No já citado Deu a Louca na Chapeuzinho, a falta de primor técnico se torna secundária diante do roteiro e da direção eficientes; aqui, acontece justamente o contrário: a mediocridade da narrativa torna a animação precária ainda mais incômoda. Se, visualmente, os traços são agradáveis, a animação deixa tudo sem textura, e a luz que banha os cenários, as pessoas e mesmo o brilho nos olhos dos personagens são excessivamente pesadas. O manto de aço de Rose tem exatamente a mesma aparência do vestido que a princesa veste por baixo, enquanto o traje de Branca de Neve parece feito de plástico. Elementos líquidos como a água ou a lava da caverna de Braseiro são particularmente mal animados, havendo uma clara separação entre eles e o ambiente em que se encontram; os sereios, por exemplo, parecem permanecer secos mesmo após um mergulho. Um momento que ilustra bem a falta de qualidade da animação é quando Braseiro atravessa os telhados do castelo e adentra o salão: vemos a poeira que o dragão causa, mas jamais os pedregulhos ou pedaços de construção caindo; a poeira, assim, fica parecendo fumaça. Por falar nos sereios, a reviravolta envolvendo o “canto das sereias” seria divertida e eficiente se as criaturas não fossem baseadas em estereótipos envolvendo homens negros e a cultura do hip-hop.

As Aventuras dos Sete Anões Filme

Chegando até a inserir uma referência a Matrix que não faz absolutamente sentido algum dentro do resto da narrativa – não há quaisquer outras referências semelhantes e o humor do filme é totalmente voltado ao público infantil (e muito pequeno) -, As Aventuras dos 7 Anões parece chegar estar se aproximando de seu clímax diversas vezes, o que arrasta os noventa minutos de duração.

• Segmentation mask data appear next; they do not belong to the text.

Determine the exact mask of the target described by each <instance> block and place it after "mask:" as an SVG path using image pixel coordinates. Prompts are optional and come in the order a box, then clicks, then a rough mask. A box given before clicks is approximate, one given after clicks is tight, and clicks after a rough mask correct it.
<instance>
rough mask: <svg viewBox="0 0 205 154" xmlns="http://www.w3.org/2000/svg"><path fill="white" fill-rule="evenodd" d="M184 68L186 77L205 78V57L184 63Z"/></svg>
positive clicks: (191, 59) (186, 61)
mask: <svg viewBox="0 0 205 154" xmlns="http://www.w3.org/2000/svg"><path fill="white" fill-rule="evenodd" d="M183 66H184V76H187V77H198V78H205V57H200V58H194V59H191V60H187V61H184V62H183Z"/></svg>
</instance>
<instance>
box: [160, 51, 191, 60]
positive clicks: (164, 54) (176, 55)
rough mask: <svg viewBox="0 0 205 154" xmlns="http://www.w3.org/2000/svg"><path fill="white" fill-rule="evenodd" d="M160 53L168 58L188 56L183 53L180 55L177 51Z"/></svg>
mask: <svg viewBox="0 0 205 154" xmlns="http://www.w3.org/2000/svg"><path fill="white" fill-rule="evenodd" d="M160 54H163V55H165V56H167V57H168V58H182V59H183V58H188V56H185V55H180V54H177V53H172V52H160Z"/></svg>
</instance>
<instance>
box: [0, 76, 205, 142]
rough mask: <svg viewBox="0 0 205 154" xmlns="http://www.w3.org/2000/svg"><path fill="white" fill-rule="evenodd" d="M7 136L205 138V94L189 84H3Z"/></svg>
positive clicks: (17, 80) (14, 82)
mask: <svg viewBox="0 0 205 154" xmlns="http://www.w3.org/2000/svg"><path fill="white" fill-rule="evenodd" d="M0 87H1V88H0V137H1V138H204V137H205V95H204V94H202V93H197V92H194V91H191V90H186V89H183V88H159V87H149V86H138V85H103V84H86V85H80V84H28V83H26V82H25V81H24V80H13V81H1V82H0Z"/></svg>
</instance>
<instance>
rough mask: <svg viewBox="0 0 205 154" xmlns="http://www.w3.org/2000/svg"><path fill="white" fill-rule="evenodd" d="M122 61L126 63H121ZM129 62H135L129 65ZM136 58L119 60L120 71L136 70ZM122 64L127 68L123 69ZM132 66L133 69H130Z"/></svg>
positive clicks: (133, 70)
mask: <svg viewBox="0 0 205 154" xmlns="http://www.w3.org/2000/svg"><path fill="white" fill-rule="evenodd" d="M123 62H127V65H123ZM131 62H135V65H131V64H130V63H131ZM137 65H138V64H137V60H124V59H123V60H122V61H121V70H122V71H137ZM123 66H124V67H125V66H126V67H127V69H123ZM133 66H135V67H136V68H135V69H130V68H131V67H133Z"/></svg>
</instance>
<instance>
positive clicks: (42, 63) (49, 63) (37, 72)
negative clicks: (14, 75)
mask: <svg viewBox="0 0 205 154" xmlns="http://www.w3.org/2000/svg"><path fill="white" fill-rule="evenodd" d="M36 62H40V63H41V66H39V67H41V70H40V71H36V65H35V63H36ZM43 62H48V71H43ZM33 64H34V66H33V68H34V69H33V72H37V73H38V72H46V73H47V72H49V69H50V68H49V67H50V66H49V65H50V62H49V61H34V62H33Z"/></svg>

Os diretores Boris Aljinovic e Harald Siepermann ainda cometem erros grosseiros como o broche de coração que Jack abre e admira com amor mesmo que não haja foto alguma dentro (na segunda vez em que isso acontece, a impressão é de que os animadores realmente esqueceram de inserir a imagem da princesa no objeto), ou tolices como o fato de ninguém estranhar que a meia-noite chegou mais depressa no dia do aniversário de Rose ou de que um dragão saberia dar nós.

Já quando o assunto é a trilha sonora tudo fica pior ainda, com canções repetitivas e sem sentimento, que estão lá por uma suposta obrigação do gênero e como uma tentativa desesperada de entreter as crianças da plateia.
E a conclusão é justamente que o público infantil merece mais do que isso. As crianças merecem uma produção que não desvalorize sua inteligência e sua capacidade de acompanhar uma trama. Falhando em todas as suas poucas pretensões de ser inteligente e divertido, As Aventuras dos 7 Anões também não tenta acrescentar nada de novo em seu gênero e, como já vimos essa mesma história outras vezes e contadas de forma muito mais eficiente, não sobra nada para salvá-lo da mediocridade.


“The Seventh Dwarf” (2015), ecrito por Harald Siepermann e Daniel Welbat, dirigido por Boris Aljinovic e Harald Siepermann.